App start monitoring produces spans with the name AppStart and the following attributes:

Name Type Description

component

String

Always appstart.

start.type

String

The type of start. Can be cold, warm, or hot.

Navigation detection generates a span whenever the visible screen changes. Each navigation span is named app.ui.navigation and includes the following attributes for the new screen name, the previous screen name, and the source of the transition.

Attribute name Type Description
screen.name String Screen the user navigated to (activity/fragment simple class name, @NavigationElement name, manual track name, or a Compose route template).
last.screen.name String Previous screen before this navigation, when known.
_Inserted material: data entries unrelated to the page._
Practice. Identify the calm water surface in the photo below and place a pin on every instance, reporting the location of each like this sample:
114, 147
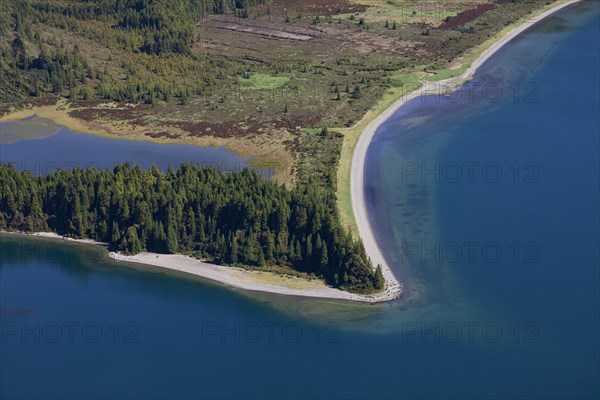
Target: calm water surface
522, 324
40, 146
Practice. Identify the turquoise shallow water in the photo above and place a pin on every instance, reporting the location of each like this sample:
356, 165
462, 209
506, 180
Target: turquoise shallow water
74, 325
41, 147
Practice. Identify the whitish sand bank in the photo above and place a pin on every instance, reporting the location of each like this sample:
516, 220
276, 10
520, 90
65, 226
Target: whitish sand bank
360, 151
229, 276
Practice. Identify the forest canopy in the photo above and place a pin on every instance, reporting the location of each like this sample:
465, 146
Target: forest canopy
227, 218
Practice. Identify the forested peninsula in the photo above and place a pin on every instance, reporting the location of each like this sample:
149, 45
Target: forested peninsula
225, 218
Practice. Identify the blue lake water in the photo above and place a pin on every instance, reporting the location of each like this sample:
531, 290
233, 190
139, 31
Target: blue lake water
38, 145
518, 320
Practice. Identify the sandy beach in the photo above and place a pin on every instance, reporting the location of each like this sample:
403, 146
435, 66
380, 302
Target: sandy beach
360, 152
238, 278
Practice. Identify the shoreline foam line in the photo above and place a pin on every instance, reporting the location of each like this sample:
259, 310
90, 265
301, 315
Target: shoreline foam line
233, 277
393, 287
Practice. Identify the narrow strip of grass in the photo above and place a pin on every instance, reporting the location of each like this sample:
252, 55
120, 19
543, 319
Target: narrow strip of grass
406, 83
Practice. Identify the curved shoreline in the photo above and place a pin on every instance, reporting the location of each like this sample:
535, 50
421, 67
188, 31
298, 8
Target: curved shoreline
359, 155
232, 277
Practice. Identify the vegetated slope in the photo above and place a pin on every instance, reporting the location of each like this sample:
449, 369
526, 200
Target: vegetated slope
234, 218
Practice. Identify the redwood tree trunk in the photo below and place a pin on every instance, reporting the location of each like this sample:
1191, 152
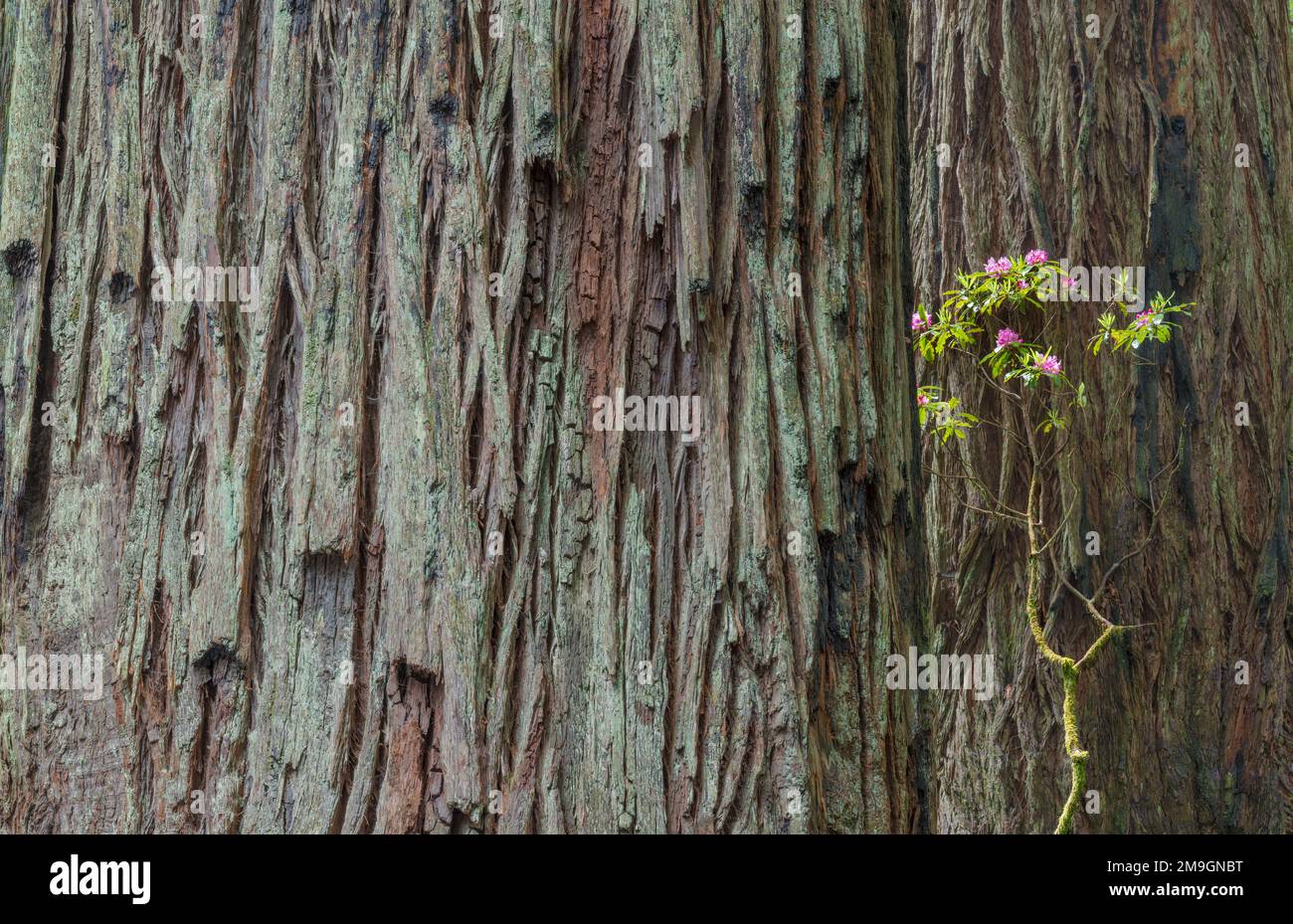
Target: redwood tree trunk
358, 560
1120, 149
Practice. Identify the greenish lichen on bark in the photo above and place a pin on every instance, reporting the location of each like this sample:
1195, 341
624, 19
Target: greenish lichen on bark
426, 587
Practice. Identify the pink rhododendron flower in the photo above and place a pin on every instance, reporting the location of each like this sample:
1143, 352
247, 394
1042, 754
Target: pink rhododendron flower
1008, 337
1048, 365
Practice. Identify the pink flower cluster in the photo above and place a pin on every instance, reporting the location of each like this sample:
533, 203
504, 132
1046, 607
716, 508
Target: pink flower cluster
1048, 365
1008, 337
997, 267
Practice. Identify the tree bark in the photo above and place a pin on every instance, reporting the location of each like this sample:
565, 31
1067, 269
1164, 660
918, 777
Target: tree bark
1120, 149
279, 525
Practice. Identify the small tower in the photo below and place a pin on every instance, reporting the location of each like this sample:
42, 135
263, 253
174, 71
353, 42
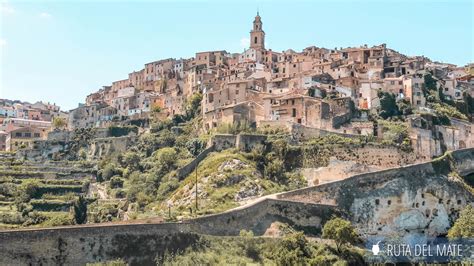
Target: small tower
257, 35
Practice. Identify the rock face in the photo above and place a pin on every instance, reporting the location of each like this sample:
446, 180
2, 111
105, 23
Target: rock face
423, 198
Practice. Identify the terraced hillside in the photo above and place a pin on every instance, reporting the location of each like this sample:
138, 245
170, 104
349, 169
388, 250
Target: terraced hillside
41, 194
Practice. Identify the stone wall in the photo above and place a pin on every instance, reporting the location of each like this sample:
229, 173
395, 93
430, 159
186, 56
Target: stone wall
223, 141
102, 147
247, 142
188, 168
420, 198
372, 155
140, 244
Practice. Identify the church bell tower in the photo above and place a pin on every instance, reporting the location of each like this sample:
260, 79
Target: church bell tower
257, 35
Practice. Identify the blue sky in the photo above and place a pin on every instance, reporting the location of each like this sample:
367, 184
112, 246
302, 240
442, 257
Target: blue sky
60, 51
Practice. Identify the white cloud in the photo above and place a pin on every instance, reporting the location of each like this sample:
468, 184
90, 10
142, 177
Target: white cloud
245, 42
45, 15
5, 8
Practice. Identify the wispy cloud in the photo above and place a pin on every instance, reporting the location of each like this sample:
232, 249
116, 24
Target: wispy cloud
5, 8
45, 15
245, 42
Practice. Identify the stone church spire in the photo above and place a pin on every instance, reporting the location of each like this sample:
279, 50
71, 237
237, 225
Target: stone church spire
257, 35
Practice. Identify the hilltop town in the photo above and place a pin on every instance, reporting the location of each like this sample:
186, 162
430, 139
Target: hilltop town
333, 90
264, 140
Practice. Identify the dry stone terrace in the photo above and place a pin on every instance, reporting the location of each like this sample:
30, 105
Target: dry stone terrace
396, 189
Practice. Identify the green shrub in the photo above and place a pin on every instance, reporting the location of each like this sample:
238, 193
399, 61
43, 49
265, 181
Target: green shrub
464, 226
116, 182
341, 231
117, 131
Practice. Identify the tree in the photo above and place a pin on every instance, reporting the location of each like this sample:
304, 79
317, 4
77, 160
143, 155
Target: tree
80, 210
166, 158
388, 105
193, 106
195, 146
341, 231
131, 160
59, 122
293, 249
28, 190
430, 82
464, 225
156, 109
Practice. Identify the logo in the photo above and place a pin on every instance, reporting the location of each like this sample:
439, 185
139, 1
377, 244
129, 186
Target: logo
376, 249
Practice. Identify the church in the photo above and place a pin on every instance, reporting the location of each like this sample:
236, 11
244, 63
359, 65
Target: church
256, 51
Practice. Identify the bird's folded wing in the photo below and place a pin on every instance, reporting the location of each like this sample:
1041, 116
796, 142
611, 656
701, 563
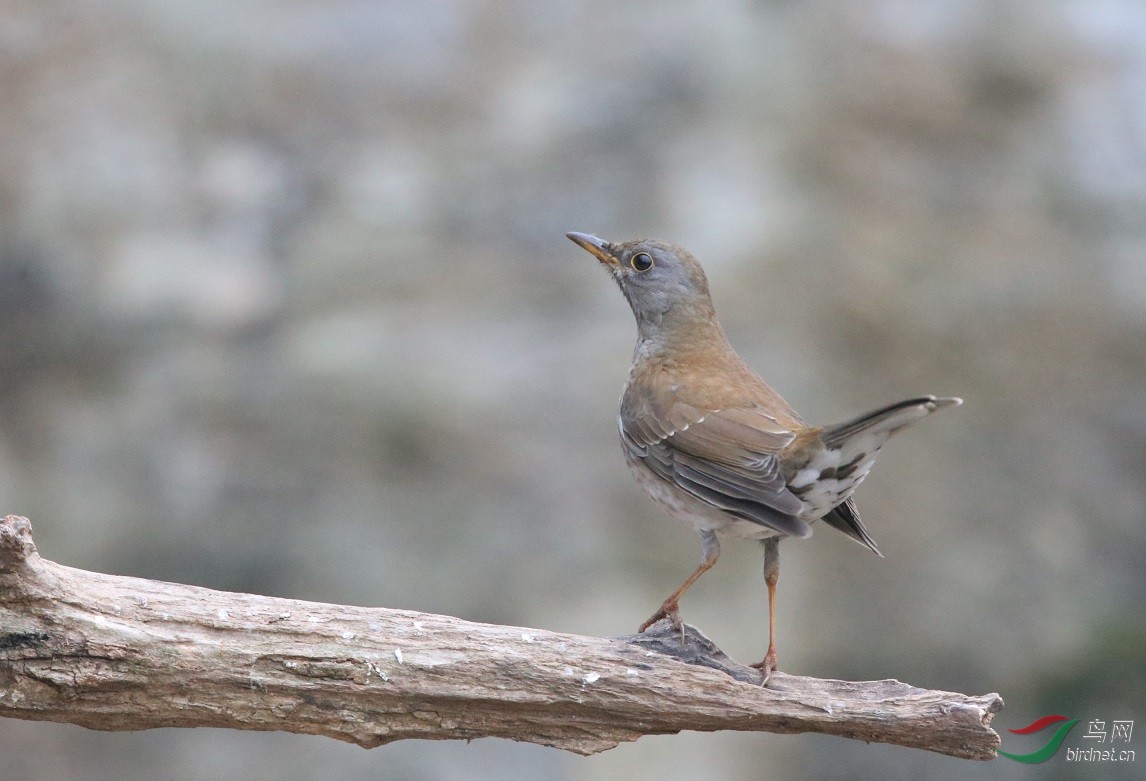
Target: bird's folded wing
724, 457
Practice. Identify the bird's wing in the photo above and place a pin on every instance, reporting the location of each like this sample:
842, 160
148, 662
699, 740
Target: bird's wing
724, 457
846, 518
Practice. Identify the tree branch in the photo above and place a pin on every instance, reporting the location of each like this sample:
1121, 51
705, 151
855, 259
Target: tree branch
123, 653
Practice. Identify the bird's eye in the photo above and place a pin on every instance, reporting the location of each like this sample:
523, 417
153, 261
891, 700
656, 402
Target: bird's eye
642, 261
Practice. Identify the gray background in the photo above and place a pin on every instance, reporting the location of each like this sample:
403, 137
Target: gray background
287, 309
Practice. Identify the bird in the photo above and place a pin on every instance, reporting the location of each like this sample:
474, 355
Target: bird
713, 443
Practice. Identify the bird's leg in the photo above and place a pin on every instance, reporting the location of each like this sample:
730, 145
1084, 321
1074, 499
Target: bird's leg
670, 607
771, 575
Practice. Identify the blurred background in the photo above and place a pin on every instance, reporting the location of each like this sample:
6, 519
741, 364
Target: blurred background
287, 308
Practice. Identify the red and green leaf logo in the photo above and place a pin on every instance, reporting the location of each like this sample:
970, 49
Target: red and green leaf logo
1050, 747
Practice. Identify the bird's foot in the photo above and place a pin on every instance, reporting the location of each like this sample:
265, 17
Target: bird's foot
767, 665
669, 610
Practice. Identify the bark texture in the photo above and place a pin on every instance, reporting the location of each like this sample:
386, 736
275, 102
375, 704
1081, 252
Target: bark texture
122, 653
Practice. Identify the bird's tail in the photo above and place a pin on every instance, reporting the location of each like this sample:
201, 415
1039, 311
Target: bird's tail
885, 421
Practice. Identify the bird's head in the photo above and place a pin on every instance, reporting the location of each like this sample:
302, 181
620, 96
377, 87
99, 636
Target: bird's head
665, 285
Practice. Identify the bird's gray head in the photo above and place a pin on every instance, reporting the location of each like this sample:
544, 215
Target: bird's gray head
665, 285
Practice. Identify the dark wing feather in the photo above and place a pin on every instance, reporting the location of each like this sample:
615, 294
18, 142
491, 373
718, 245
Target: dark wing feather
723, 457
846, 518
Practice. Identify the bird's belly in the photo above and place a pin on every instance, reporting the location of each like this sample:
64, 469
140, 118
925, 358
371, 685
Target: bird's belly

Omitted when there was no prior screen (e.g. first event in a session).
navigation.name String Navigation name. Typically the name of the application business logic segment the navigation enters; e.g. "UserLogin", "Settings", "Payment".
nav.graph String

(Jetpack compose only, when applicable)

Route of the parent navigation graph for the destination.

<route arguments> String

(Jetpack Compose only)

Route parameters defined in your app (e.g. userId). Values are extracted from the navigation arguments automatically. Internal framework keys are excluded.

<custom attributes> String (Optional) Extra attributes from the Navigation.track(screenName, attributes) API or from a NavigationEventProcessor (if configured).

Location data

Note: Splunk Observability Cloud calculates geographical metadata from the latitude and longitude, and then drops the latitude and longitude after processing the data.